FSM Adapters consume large amounts of memory and goes into unstable state.
2 years ago
Originally Published: 2010-06-07
Article Number
000061404
Applies To
RSA File Security Manager (FSM) 2.2.1
RSA File Security Manager (FSM)
Microsoft Windows Server 2003 SP2
Issue
FSM Adapters consume large amounts of memory and goes into unstable state.
FSM VDSFWinPCService.exe application is using large memory
Audit logs are sometimes not getting shipped.
Cause

When Adapters on both the clusters and Adapter Manager are upgraded from 2.1.0.9 to 2.2.1, due to an issue in upgrade, both the adapters get the same Adapter ID. In customer's site it is A62F2F58-6E79-49f8-BDDC-A4AD18B8E1BD. So both the adapters are sending heartbeat and audit logs to Adapter Management Service (AMS) with same Adapter ID.

AMS identifies Adapters via the Adapter ID which is supposed to be unique for each adapter. AMS also creates a folder with Adapter ID in the central repository to store all the audit log files that are send from Adapter. When Audit file are sent by adapter, they are broken into small fragments (in this case it is 10MB as per FSAdapter.ini) and each fragment is sent to AMS with Adapter ID and serial fragment number as a single message. When AMS receives the message from Adapter, it extracts the Adapter ID and serial fragment number from the message and assembles the fragment with the part file in the folder that is created for Adapter in central repository.

Since in this case both Adapters have the same ID, AMS cannot distinguish one from the other. When both adapters send audit at the same time, the assembling and defragmentation logic is gone for the toss. This can cause un-predictable behavior in AMS which includes a deadlock where all the threads hang.

Thread id = 2432 :SSLHeartbeatListener::Start().\SSL_heartbeat_listener.cpp:352 04/08/10 06:48:34 INFO : Waiting for new connection (8968625)...

Thread id = 2432 :SSLHeartbeatListener::PrintRequestQueue().\SSL_heartbeat_listener.cpp:399 04/08/10 08:22:36 INFO : Size of Request Queue = 3

Thread id = 2432 :SSLHeartbeatListener::Start().\SSL_heartbeat_listener.cpp:352 04/08/10 08:22:36 INFO : Waiting for new connection (8968626)...

Thread id = 2432 :SSLHeartbeatListener::PrintRequestQueue().\SSL_heartbeat_listener.cpp:399 04/08/10 09:28:32 INFO : Size of Request Queue = 4

?.

?

?

Thread id = 2432 :SSLHeartbeatListener::Start().\SSL_heartbeat_listener.cpp:352 04/14/10 08:06:15 INFO : Waiting for new connection (8968684)...

Thread id = 2432 :SSLHeartbeatListener::PrintRequestQueue().\SSL_heartbeat_listener.cpp:399 04/14/10 08:19:13 INFO : Size of Request Queue = 62

In the above AMS logs it is clear that all the AMS threads went to dead lock and hence no threads in AMS are available to serve the new requests coming from adapters.

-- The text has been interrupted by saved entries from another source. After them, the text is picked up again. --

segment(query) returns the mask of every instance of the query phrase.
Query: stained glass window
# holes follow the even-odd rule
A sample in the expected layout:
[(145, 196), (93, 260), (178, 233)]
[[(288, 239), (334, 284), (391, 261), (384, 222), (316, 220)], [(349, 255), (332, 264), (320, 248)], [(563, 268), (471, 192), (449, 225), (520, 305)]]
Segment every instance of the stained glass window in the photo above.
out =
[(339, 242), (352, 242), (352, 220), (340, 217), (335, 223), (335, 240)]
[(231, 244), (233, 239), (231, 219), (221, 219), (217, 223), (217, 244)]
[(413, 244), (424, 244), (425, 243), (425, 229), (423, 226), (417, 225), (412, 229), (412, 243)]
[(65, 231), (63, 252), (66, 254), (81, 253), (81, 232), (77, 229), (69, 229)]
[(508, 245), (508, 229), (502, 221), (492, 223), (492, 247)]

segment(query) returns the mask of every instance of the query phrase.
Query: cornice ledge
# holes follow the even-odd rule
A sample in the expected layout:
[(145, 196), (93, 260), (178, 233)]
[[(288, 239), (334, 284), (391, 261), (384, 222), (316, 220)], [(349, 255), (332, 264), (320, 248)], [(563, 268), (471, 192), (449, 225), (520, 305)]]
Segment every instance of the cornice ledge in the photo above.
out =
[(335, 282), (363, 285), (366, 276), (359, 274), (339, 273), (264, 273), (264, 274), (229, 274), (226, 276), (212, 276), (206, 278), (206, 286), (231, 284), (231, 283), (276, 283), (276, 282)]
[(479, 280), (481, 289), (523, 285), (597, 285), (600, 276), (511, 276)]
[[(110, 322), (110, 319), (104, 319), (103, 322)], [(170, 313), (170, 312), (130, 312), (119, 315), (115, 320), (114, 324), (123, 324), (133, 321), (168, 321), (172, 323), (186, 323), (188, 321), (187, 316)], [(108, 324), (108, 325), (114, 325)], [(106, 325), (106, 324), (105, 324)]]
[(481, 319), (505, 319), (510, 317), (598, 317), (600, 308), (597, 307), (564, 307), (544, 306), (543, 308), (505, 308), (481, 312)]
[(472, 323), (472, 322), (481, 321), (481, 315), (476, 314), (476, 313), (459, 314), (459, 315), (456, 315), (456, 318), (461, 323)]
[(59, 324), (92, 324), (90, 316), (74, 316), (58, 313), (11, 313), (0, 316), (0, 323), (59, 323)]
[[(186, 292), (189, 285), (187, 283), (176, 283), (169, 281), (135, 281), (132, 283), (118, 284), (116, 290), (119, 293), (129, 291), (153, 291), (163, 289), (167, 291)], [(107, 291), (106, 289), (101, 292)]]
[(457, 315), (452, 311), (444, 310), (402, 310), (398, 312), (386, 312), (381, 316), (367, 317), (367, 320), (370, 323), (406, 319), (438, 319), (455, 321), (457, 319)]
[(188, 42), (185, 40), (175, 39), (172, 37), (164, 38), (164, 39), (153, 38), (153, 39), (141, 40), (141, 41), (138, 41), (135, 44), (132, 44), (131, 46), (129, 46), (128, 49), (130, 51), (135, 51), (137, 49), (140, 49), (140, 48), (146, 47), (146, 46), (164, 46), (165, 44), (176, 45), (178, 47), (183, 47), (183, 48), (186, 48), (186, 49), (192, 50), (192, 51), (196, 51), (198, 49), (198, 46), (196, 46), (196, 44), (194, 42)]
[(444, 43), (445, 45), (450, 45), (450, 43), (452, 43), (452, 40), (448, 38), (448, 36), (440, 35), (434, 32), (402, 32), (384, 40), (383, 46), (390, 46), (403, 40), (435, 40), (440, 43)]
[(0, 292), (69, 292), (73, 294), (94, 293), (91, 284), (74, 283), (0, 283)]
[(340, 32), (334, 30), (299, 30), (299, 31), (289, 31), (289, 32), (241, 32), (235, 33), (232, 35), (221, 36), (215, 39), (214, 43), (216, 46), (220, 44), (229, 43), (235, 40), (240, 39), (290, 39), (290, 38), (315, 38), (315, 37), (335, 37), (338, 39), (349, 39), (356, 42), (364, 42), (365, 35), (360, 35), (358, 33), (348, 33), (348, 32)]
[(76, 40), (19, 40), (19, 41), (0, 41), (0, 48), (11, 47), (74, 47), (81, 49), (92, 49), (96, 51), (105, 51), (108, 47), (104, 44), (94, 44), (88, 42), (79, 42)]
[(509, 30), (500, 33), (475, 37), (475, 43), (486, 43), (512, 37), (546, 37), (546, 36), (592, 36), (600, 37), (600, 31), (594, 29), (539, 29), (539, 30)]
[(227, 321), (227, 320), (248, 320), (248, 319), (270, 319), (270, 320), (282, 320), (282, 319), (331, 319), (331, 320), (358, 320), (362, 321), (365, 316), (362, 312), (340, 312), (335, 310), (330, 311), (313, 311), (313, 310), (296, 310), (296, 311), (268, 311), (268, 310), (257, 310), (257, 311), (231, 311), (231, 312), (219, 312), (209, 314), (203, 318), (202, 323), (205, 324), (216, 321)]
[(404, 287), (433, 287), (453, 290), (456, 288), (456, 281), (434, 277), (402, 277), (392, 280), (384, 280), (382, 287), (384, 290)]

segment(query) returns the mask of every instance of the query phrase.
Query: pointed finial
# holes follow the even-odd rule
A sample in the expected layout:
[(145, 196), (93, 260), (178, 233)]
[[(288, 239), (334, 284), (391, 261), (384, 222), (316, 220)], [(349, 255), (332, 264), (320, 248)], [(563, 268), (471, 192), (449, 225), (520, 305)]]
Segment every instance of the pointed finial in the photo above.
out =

Since AMS is in dead lock, it is not accepting any new messages. Adapter will be sending the same message again until it succeeds. In mean time another thread in Adapter is loading the remaining part of the Audit log into queue. As per the FSAdapter.ini file, maximum queue size is 4GB, so adapter is trying to fill the queue up to 4GB with audit logs. As maximum memory size of a process in Windows is 2GB, adapter goes into unstable state once it reaches 2GB.


Resolution

Main issue is both the Adapters having same Adapter ID. To address this issue, Adapter ID of one of the adapters has to be changed. To change the Adapter ID, one of the adapters should be removed and reconfigured in Adapter Manager so that new Adapter ID is assigned to it.

In 2.1.0.9 customer did not see any issue with Adapter ID because, AMS was introduced in 2.2.1 and AMS is the component in FSM that identifies the Adapter using its Adapter ID.